6
votes

How can I get the degree of every single node on Neo4j, and then find out which node has the biggest degree in a very huge graph (2 million nodes and 5 million relationships)?

I know I can use Cypher or Gremlin to achieve that, like:

start n = node(*) 
match (n)--(c)
return n, count(*) as connections
order by connections dsec

or

g.V.bothE

but the RAM my computer have is only 2G~4G, I always wait for a long time and get "undefined" when I issue the query above..
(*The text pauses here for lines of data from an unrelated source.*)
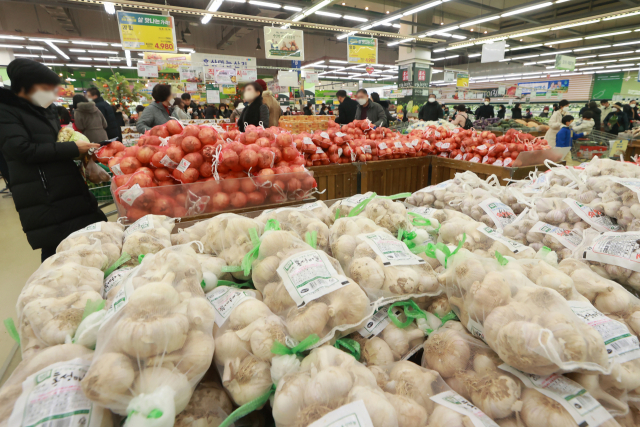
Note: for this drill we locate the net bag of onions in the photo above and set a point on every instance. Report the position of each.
(110, 235)
(148, 235)
(302, 222)
(54, 394)
(307, 288)
(531, 328)
(156, 341)
(381, 264)
(231, 237)
(12, 388)
(52, 303)
(508, 396)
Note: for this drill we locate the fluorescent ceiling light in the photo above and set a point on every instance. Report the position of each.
(479, 21)
(423, 7)
(57, 49)
(333, 15)
(608, 34)
(109, 7)
(591, 48)
(527, 9)
(91, 43)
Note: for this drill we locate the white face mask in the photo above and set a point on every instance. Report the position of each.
(43, 98)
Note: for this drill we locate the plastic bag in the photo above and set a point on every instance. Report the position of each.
(110, 235)
(52, 303)
(531, 328)
(506, 395)
(156, 341)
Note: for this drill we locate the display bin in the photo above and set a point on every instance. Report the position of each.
(339, 180)
(444, 169)
(388, 177)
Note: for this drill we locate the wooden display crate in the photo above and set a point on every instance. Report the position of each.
(444, 169)
(339, 180)
(388, 177)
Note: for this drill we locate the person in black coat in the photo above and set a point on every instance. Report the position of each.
(431, 111)
(113, 128)
(346, 109)
(485, 111)
(48, 190)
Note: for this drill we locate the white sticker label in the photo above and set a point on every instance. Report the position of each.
(144, 223)
(309, 275)
(353, 414)
(620, 249)
(184, 165)
(500, 214)
(567, 238)
(584, 409)
(53, 397)
(513, 246)
(620, 344)
(452, 400)
(132, 194)
(377, 322)
(596, 219)
(391, 250)
(224, 299)
(166, 160)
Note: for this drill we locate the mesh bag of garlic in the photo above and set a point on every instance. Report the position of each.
(110, 235)
(156, 341)
(612, 255)
(12, 388)
(302, 222)
(45, 399)
(231, 237)
(532, 328)
(246, 331)
(381, 264)
(52, 303)
(510, 397)
(208, 407)
(307, 288)
(148, 235)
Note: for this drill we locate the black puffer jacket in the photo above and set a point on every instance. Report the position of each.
(49, 192)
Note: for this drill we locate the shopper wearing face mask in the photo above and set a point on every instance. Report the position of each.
(555, 122)
(485, 111)
(367, 109)
(431, 111)
(159, 111)
(255, 112)
(48, 190)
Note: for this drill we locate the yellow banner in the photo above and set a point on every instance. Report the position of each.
(152, 33)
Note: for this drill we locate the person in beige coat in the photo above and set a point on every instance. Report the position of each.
(555, 122)
(89, 120)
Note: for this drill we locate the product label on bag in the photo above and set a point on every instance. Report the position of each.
(224, 299)
(596, 219)
(309, 275)
(620, 344)
(353, 414)
(567, 238)
(452, 400)
(391, 250)
(132, 194)
(53, 397)
(377, 322)
(513, 246)
(501, 214)
(583, 408)
(620, 249)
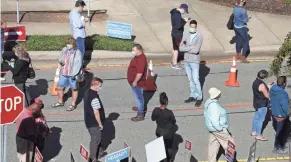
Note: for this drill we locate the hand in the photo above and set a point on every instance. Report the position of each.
(134, 84)
(101, 126)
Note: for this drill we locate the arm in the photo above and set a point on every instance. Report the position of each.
(184, 47)
(263, 89)
(95, 103)
(214, 115)
(196, 49)
(76, 19)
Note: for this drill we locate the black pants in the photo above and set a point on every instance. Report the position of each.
(168, 140)
(95, 143)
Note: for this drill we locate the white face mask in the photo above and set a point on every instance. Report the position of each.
(69, 46)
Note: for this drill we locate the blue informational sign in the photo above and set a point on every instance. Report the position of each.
(118, 156)
(119, 30)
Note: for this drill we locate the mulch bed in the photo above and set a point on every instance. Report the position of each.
(269, 6)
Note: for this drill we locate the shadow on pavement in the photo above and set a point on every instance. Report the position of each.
(39, 89)
(108, 133)
(52, 145)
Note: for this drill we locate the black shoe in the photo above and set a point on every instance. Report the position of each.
(190, 99)
(198, 103)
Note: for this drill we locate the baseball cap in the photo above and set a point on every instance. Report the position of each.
(185, 7)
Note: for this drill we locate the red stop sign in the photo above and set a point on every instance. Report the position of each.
(12, 104)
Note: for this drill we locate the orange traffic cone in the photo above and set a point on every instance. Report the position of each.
(232, 81)
(53, 90)
(150, 85)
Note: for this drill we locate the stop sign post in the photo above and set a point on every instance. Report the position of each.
(12, 105)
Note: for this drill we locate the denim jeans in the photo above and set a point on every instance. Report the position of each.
(192, 70)
(259, 119)
(80, 42)
(138, 94)
(242, 41)
(280, 136)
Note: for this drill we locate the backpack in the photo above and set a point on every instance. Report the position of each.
(230, 23)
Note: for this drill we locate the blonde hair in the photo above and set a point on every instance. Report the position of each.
(71, 41)
(20, 50)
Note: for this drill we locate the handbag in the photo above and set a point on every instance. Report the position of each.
(31, 72)
(230, 23)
does anyone have some experience on query such huge graph on neo4j with gremlin or cypher?

2

2 Answers

2
votes

For the biggest degree, you should also limit the result, so cypher will only have to keep the top 10 results.

START n = node(*) 
MATCH (n)--(c)
RETURN n, count(*) as connections
ORDER BY connections DESC
LIMIT 10

Or you could do:

START n = node(*)
RETURN n, length((n)--(c)) as connections
ORDER BY connections DESC
LIMIT 10

Otherwise I agree with Stefan.

Today you can also use call apoc.stats.degrees('TYPE') where TYPE is the relationship type, you can also pass null or <TYPE or TYPE> with direction. This procedure is implemented in parallel and works well for large graphs.

1
votes

That is in fact a very expensive, global operation. In this case you might be better off using a unmanaged extension that uses GlobalGraphOperations.getAllRelationships. During iterating all relationships you build up a Map and increment the counter for start and end node of each relationship. Final step is to find the maximum within your map.